There were a lot of American men who found ways out of Vietnam. In full disclosure, I was two years too young (though I still have my “draft card” from the day, and I was still nervous as hell when I had to go and apply for it.) I never had to make the decision, nor did I ever face the letter with the heading, “greetings from the President of the United States.” I did watch my older friends struggle, worrying about draft numbers and college deferments. Some went to Vietnam; many found a way out.
So I can’t really blame Trump for the decisions he and his father made in the 1960’s. What I can say is that whatever decision you made in that time of crisis, you should own it now. Bone spurs, becoming a public school teacher, whatever way you found out, don’t hide from the fact. And for those many who truly believed that fighting in Vietnam was immoral, respect that decision.
But once you took that position, don’t criticize those Americans who went to fight in Vietnam. Criticize the President, the Generals, the Congress, the War; but don’t say a word about those guys in the rice paddies, or helicopters, or walking trails as moving bait for Viet Cong attacks. They didn’t choose Vietnam; they did what they thought our nation expected of them.

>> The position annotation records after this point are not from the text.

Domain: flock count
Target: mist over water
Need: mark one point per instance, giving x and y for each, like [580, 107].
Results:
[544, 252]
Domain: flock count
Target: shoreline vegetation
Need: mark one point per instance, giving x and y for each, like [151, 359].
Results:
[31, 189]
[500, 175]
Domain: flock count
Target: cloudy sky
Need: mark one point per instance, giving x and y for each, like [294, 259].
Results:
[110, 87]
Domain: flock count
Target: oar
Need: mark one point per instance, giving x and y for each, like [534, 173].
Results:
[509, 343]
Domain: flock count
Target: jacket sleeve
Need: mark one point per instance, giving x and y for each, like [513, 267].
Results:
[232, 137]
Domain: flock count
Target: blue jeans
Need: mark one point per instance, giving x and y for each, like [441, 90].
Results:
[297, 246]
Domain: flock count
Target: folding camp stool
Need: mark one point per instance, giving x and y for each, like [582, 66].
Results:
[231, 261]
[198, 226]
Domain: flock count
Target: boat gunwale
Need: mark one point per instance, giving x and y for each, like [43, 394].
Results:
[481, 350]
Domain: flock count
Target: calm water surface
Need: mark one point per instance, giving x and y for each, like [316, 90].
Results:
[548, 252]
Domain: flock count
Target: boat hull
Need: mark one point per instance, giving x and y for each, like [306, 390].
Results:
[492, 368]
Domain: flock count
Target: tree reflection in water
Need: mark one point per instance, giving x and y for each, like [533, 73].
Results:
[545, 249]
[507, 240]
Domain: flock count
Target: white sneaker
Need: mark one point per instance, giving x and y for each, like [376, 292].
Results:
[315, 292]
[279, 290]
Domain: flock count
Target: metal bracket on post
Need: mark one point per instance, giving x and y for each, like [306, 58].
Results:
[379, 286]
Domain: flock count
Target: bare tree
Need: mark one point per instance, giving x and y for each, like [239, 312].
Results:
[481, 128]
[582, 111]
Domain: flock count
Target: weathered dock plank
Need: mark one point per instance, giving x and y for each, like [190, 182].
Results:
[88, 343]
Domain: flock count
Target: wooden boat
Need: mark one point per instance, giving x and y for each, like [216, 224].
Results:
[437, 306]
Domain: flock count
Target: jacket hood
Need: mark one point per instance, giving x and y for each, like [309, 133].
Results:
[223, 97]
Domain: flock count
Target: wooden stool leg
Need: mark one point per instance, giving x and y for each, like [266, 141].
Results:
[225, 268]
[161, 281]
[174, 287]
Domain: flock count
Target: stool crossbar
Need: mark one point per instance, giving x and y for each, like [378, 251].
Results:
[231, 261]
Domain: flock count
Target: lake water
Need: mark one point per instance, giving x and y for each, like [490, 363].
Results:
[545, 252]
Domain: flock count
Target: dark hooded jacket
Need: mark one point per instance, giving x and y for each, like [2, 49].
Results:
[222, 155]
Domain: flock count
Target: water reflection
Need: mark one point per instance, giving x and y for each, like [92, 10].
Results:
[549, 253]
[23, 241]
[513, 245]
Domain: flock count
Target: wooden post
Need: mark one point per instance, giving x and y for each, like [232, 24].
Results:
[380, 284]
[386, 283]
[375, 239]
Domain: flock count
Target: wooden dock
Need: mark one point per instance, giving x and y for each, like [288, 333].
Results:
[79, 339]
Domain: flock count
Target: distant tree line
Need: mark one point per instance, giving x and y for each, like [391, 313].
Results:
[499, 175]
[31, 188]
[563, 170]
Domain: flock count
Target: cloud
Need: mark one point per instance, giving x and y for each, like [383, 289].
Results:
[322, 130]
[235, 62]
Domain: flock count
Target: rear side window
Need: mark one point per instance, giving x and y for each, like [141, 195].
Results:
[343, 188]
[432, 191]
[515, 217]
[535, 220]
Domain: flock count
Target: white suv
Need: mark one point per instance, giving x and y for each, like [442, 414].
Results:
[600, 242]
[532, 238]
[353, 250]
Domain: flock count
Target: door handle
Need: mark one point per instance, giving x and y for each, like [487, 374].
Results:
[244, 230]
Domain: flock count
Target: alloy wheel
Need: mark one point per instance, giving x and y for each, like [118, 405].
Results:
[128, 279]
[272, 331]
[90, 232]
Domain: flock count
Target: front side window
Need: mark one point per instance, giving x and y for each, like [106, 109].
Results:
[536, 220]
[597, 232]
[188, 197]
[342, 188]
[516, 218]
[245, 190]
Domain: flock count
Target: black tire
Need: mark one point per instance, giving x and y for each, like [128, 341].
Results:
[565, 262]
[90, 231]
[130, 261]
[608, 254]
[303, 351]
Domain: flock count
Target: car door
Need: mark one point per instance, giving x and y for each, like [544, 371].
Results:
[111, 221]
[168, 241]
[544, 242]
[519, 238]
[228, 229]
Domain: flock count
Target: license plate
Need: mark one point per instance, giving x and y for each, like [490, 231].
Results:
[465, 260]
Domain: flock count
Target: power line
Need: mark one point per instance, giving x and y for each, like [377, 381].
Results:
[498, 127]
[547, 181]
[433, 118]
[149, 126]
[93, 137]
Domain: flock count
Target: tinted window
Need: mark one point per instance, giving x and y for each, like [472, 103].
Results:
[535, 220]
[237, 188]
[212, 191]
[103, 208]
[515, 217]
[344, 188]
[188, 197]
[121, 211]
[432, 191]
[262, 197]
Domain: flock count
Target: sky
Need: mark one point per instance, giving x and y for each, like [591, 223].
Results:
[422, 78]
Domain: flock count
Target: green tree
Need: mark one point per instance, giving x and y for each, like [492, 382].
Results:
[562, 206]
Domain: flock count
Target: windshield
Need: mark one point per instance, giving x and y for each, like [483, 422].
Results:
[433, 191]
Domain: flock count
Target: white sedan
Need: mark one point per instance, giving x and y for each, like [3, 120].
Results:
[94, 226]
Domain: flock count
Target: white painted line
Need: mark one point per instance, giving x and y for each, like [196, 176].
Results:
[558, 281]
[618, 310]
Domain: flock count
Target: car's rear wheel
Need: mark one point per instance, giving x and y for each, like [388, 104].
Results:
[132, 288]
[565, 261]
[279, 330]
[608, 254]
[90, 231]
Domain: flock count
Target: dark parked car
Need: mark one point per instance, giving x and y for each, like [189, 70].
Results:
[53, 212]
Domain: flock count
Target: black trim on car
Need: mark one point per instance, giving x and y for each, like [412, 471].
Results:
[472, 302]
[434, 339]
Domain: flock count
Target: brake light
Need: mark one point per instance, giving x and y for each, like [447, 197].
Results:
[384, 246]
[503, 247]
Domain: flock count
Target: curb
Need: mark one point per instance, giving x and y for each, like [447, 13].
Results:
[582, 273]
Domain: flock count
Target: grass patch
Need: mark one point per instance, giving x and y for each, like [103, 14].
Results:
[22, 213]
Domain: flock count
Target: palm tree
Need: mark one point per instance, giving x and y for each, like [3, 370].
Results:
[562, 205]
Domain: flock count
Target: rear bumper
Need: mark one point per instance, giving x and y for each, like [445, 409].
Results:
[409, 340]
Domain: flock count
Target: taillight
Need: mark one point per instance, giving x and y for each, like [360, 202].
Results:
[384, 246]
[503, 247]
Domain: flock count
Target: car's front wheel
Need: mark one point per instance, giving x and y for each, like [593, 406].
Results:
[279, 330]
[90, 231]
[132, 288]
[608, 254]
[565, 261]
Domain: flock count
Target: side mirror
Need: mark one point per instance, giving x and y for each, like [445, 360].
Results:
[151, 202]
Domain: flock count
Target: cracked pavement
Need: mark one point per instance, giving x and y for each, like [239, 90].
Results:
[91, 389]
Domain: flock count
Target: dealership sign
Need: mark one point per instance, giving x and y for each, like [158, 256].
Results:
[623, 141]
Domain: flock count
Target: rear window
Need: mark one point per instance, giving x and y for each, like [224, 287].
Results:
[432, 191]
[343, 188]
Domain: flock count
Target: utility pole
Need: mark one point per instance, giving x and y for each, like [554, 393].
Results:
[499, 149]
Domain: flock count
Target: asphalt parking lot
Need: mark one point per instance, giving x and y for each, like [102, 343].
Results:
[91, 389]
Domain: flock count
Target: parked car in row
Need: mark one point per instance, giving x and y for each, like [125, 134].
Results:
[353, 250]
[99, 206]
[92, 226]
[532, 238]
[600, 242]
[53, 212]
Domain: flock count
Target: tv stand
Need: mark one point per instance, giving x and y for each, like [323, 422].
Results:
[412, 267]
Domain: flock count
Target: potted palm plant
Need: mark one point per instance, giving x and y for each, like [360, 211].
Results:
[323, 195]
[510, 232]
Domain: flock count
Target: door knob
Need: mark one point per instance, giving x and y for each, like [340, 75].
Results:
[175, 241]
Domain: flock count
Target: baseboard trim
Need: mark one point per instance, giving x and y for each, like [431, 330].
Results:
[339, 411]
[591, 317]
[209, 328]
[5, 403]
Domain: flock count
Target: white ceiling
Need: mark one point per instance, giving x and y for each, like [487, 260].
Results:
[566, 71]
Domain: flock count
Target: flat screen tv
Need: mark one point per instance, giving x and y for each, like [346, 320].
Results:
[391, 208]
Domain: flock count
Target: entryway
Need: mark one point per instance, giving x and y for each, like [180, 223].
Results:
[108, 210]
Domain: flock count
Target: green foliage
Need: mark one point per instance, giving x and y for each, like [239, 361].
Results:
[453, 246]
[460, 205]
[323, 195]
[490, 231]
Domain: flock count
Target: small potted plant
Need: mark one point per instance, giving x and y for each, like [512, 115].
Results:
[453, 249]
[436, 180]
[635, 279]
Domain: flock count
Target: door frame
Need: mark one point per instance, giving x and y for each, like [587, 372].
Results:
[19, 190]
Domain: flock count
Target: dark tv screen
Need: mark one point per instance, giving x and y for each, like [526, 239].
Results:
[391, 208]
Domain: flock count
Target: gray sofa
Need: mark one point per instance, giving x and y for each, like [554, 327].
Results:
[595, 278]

So President Trump will continue his Quixotic effort to speak reason to Kim Jong Un of North Korea, this time in Hanoi. The last grand meeting in Singapore created a lot of talk, but little action. Kim did destroy a collapsed underground nuclear testing facility, and he hasn’t sent missiles over Japan recently. But US intelligence estimates, regardless of the President’s dreams, show that North Korea is continuing to work on developing and improving their nuclear weapons.
It sure seems unlikely that Kim will “give up” his nuclear weapons. What the US can offer: a peace treaty for Korea, a removal of some US sanctions, and the possibility of US development of the tourist industry (“don’t they have great beaches”); doesn’t seem enough for Kim to give up the weapons that has become the basis of his national identity.
The US reaction isn’t Kim’s only worry, he has to be concerned with the economic power of South Korea, the 11thlargest economy in the world (The Economist.) North Korea is ranked 118th. While North Korea’s 23rdrated military (without the added nuclear weapons) is behind South Korea’s 12thranking (depending on US nuclear power), that’s a lot closer than the economic comparison (Business Insider.) Peace on the peninsula might mean a North Korea subsumed by the South Korean economic juggernaut, winning a peace instead of a war.
Having this summit in Hanoi is symbolic in several ways. It may well represent the same frustration that the Vietnam War engendered; the idea that the most powerful nation in the world, the United States, could not enforce its will on a dramatically smaller nation. Like the North Vietnamese outlasting America, Kim may be looking to drag the US along, getting more time for nuclear research while pretending to negotiate.
For President Trump, Hanoi presents him with another chance to contrast himself to one of the city’s most famous former residents, John McCain. McCain was imprisoned for five and a half years in the infamous “Hanoi Hilton;” that will be a poor comparison with the image of Trump staying in one of Hanoi’s luxury hotels: the Intercontinental, the Marriott, the Crowne Plaza, or, ironically, the Hilton.
Don’t count on Trump ignoring the obvious. He probably will have something negative to say about John McCain once again, the temptation will be too great. But the real contrast is to John McCain’s determination to use American power to protect the world; to make real changes that made the world safer. I was not a great supporter of McCain, and I don’t necessarily agree with his willingness to use our military to intervene in every world situation. But two things were clear: he had a substantive idea of what was needed, and he had the courage to implement it.
The President has no plan, simply image. And, bone spurs or not, he clearly doesn’t have the courage to work for real change.
Jefferson has beliefs; Burr has none.